Back to Flight Attendants

Which brings us back to flight attendants and the labor struggles at play throughout the industry. Consider the case at US Airways where five years after the merger with America West, the AFA represented flight attendants from each airline are still working under the agreements negotiated prior to the merger.

And that case merely sets the stage for what’s to come at United–Continental Holdings, where the old line AFA has petitioned the NMB to declare the merged company a single carrier in order call an election that would bring the Continental flight attendants, now represented by the International Association of Machinists and Aerospace Workers (IAMAW), under the AFA wing.  That would be a different direction for Continental’s inflight service, whose contract with the IAMAW emphasizes productivity and flexibility that has served the airline and its employees well in recent years.  So as with the decision at Delta, that election will go a long way in determining the direction of labor in the airline industry.

This industry has only begun a long overdue and ultimately necessary transformation that could bring sustained profitability, but only if that transformation is allowed to go forward. That will require the constructive participation of organized labor which, like the airlines themselves, must transform the way it conducts business.

United has that opportunity in negotiating a joint collective bargaining agreement for employees of the merged carriers.

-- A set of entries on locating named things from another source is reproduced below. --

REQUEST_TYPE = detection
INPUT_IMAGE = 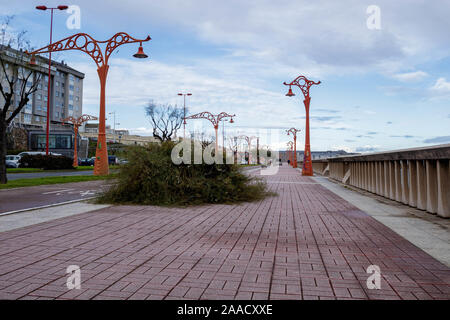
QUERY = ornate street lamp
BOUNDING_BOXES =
[283,76,320,176]
[29,32,151,176]
[286,128,300,168]
[286,141,294,166]
[184,111,236,154]
[61,114,98,168]
[35,6,69,155]
[178,93,192,139]
[238,135,259,164]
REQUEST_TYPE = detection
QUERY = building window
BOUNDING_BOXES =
[23,113,31,124]
[31,134,72,150]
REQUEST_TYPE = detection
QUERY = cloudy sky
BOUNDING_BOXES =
[0,0,450,152]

There, it is up to leadership to demonstrate the stark difference between one contract that produces high productivity and high compensation, and the other that produces low productivity and lower compensation, and work to convince flight attendants what is in their long-term best interest

And I believe that, ultimately, the AirTran flight attendants represented by AFA will come to embrace the highly productive, highly compensated terms of the Southwest flight attendant agreement negotiated by the TWU

American, for its part, does not have battling unions contend with – only a battle between expectations and reality.  The unions have so far been unwilling to reconsider contract language and provisions not even relevant to today’s industry. There are no more magic bullets like the jet airplane coming along to artificially inflate employee productivity.  The only way to get there is to rethink dated notions of productivity and job protections.  And that’s a real opportunity, for labor and for management.